Brand names in titles and descriptions generate higher CTRs than generic listings. Similarly, branded Web site URLs have an advantage in listings copy. This gives brands a leg up in the competition for position and traffic. A marketer with brand names in her inventory can capitalize on the brand effect in her listings when advertising branded products or items, leveling the playing field again.

Marketer Differences

Two advertisers competing for the same keyword in the auction-style marketplaces should make decisions based on metrics and objectives. If we look at post-click conversion to sale, perhaps the brand name site (with a seasoned design team) created a more user-friendly experience and a smoother checkout process. If a brand name site has a better conversion rate than a nonbranded competitor’s, it can be more aggressive in its search campaign. Even if conversion rates are equal, the brand name site has other advantages when fighting for limited search inventory:

  • Better ability to cross-sell, upsell, or remarket to existing customers. A higher immediate value and lifetime value gives a marketer ammunition to justify higher prices for inbound traffic.
  • A larger branded site may have the ability to charge less or have a greater margin at the same price. Again, this justifies greater allowable cost per order (CPO).
  • Deeper pockets outlast bidding competition for keywords that break even or even lose money.

Between the advantage of listing brands and branded URLs and the economic advantages of being a larger, branded site, smaller sites seemingly have little chance.

Yet many benefits larger sites have can be used against them. Larger sites have higher overhead. They don’t have the emotional investment an entrepreneurial venture does. Marketing managers at small to midsize sites have ammunition:

  • Make certain conversion on your site is as large as possible. Don’t waste marketing dollars on traffic that could convert but doesn’t.
  • Trade volume for profitability. A bigger marketer can outspend on a CPC for a certain set of phrases or a particular venue. Seek untapped keywords or venues where competition may not be as fierce. Losing money on a listing out of pride is not a solution. Manage by CPO. Take lower-volume traffic at a higher profit margin.
  • A buyer segment may prefer smaller vendors with a higher service level. Identify these buyers through listings and on your site. Give your site a service personality.
  • Start a dialogue with visitors who are not yet buyers. Design your site to convert visitors to a newsletter, special offer, or tips bulletin. Maybe their first visit to your site isn’t yet the time to buy…
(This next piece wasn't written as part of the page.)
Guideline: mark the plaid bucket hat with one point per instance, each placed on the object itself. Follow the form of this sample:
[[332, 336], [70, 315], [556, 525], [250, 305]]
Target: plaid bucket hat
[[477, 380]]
Smaller entities should make use of traffic sources that are not purchased auction style: paid directory inclusion (LookSmart); per-URL paid inclusion (annual or semiannual fees at Inktomi, AltaVista, FAST, and Teoma); and XML-paid inclusion, in which CPC is fixed. Those sources that are CPC and can be measured and controlled should be.
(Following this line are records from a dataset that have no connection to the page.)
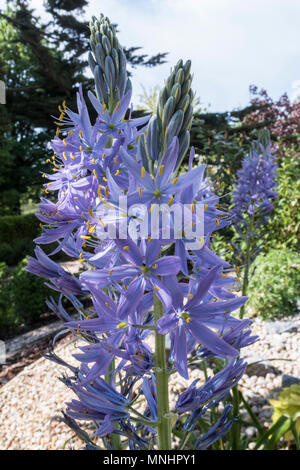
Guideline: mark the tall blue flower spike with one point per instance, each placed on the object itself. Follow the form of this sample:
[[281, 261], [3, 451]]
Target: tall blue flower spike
[[108, 63], [138, 285], [252, 203]]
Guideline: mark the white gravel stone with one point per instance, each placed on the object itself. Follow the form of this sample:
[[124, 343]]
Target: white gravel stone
[[31, 400]]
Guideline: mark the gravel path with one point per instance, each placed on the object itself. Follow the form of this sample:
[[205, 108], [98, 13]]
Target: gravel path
[[31, 400]]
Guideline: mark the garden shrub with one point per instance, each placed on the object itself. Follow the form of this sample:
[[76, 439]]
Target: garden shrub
[[16, 235], [284, 225], [274, 288], [16, 238], [22, 298]]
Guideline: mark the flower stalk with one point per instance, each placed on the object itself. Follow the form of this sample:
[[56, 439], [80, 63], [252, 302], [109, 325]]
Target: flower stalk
[[162, 383]]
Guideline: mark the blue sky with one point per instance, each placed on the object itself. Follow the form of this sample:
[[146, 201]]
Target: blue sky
[[232, 43]]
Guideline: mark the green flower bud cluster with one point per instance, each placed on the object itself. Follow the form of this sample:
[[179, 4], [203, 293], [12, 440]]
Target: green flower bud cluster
[[173, 117], [107, 62], [175, 108]]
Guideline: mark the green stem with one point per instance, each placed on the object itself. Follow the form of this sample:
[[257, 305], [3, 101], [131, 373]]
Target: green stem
[[236, 427], [162, 385], [246, 276]]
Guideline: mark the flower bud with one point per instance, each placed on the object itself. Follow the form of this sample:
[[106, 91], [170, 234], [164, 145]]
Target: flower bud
[[108, 63]]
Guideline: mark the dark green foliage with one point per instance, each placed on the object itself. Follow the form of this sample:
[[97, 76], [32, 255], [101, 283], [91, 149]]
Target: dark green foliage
[[284, 225], [274, 288], [16, 237], [41, 64], [22, 298]]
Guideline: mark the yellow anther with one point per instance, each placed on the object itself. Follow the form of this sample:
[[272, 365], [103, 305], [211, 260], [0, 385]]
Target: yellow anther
[[100, 221], [92, 229], [90, 212], [171, 200]]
The underdog can win. Work harder and smarter than the megastores. It’s true in retail and true in search engine marketing. Sites that combine hard work and intelligent decision making are the ones that succeed, now and long term.

Whether you are a marketing director at a big-branded site or at a small to midsize operation, the strategic and tactical decisions you make will be a large predictor of your search engine marketing success. Will the branded sites win? Time will tell.